Tech Study Guide
ML Explainability
Explainability for ML systems: interpretable models, feature attribution, saliency, counterfactuals, LIME, SHAP, attention caveats, audits, and model cards.
ML Explainability
Explainability asks why a model produced an output and whether that explanation is useful for the audience. A developer debugging a model, an operator triaging drift, a regulator reviewing a decision, and a user receiving an explanation need different evidence.
Command Examples
python - <<'PY'
features = {"age": 42, "income": 90000, "region": "west"}
print(sorted(features))
PY
Example output and meaning:
| Command | Example output | What it does |
|---|---|---|
Python snippet |
['age', 'income', 'region']. |
Confirms the feature set being explained before choosing attribution or counterfactual tooling. |
For real systems, first identify the model type, input features, preprocessing, prediction target, decision threshold, and required explanation audience.
Interpretability vs Explainability
| Term | Practical Meaning |
|---|---|
| Interpretability | The model itself is understandable enough to inspect directly. |
| Explainability | A method produces evidence or narrative about why an output happened. |
| Local explanation | Explains one prediction. |
| Global explanation | Explains model behavior across many inputs. |
| Faithfulness | Explanation reflects the real decision process. |
| Plausibility | Explanation sounds reasonable to humans. |
Plausible explanations can be unfaithful. Treat explanations as artifacts to validate, not automatic truth.
Common Methods
| Method | Use | Caution |
|---|---|---|
| Feature importance | Global view of influential features. | Can hide feature interactions. |
| SHAP | Local/global attribution based on Shapley values. | Background dataset and assumptions matter. |
| LIME | Local surrogate model around one example. | Sensitive to perturbation strategy. |
| Saliency maps | Highlight influential input regions/tokens. | Can be noisy and unstable. |
| Counterfactuals | Show what small change would alter decision. | Must respect realistic constraints. |
| Example-based explanations | Similar training or retrieved examples. | Similarity metric may be misleading. |
| Model cards | Document intended use, limits, data, metrics, and risks. | Needs maintenance across versions. |
Attention Caveat
Attention weights can be useful debugging signals, but they are not automatically faithful explanations. A transformer can attend to a token without that attention weight being a complete causal story for the output.
Operational Uses
Explainability helps with:
- debugging feature leakage,
- detecting shortcut learning,
- investigating drift,
- auditing unfair behavior,
- supporting user appeals,
- reviewing safety failures,
- documenting model limitations.
It does not replace evaluation. A clean explanation for a wrong model is still wrong.
Explainability Runbook
- Define the audience and decision being explained.

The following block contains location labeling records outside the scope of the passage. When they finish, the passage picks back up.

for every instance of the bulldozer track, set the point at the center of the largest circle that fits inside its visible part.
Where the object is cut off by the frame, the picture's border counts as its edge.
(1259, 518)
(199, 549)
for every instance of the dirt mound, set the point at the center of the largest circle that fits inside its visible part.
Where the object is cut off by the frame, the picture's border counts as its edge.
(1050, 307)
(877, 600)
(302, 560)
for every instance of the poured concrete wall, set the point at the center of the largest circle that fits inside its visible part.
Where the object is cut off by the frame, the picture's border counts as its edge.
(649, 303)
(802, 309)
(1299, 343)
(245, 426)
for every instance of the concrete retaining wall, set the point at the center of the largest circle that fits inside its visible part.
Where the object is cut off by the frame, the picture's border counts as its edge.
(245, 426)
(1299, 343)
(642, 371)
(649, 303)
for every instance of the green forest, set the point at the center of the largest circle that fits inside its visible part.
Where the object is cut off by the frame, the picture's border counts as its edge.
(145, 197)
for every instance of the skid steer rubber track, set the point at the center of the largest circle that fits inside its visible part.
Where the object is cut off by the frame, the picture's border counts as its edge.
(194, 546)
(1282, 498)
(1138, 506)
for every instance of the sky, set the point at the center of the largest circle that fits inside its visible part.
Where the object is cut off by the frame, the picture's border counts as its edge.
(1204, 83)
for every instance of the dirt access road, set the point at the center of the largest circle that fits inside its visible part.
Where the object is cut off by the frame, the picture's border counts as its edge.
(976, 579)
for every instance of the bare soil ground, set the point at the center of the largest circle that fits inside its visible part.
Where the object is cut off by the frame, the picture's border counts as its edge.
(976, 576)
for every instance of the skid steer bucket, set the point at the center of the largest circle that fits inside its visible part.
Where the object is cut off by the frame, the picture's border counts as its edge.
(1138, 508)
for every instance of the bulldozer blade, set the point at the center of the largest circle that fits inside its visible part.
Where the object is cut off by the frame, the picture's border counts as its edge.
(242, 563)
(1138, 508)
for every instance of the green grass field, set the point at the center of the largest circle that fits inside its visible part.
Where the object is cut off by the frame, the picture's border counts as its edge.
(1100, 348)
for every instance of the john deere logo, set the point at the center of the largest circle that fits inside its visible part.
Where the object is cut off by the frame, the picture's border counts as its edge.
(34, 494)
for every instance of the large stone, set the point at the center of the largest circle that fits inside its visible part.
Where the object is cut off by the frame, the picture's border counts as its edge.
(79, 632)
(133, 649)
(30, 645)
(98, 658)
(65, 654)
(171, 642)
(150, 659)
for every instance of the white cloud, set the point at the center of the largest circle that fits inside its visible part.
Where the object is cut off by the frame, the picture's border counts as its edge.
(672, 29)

- Confirm input features, preprocessing, and model version.
- Choose local, global, or counterfactual explanation method.
- Validate explanation stability across nearby inputs.
- Compare explanation with known domain constraints.
- Check for leakage, proxies, and sensitive attributes.
- Store explanation artifacts with model and data versions.
Explanation Reliability and Governance Gaps
Explanations are evidence artifacts. They need method selection, stability checks, audience controls, and lifecycle maintenance.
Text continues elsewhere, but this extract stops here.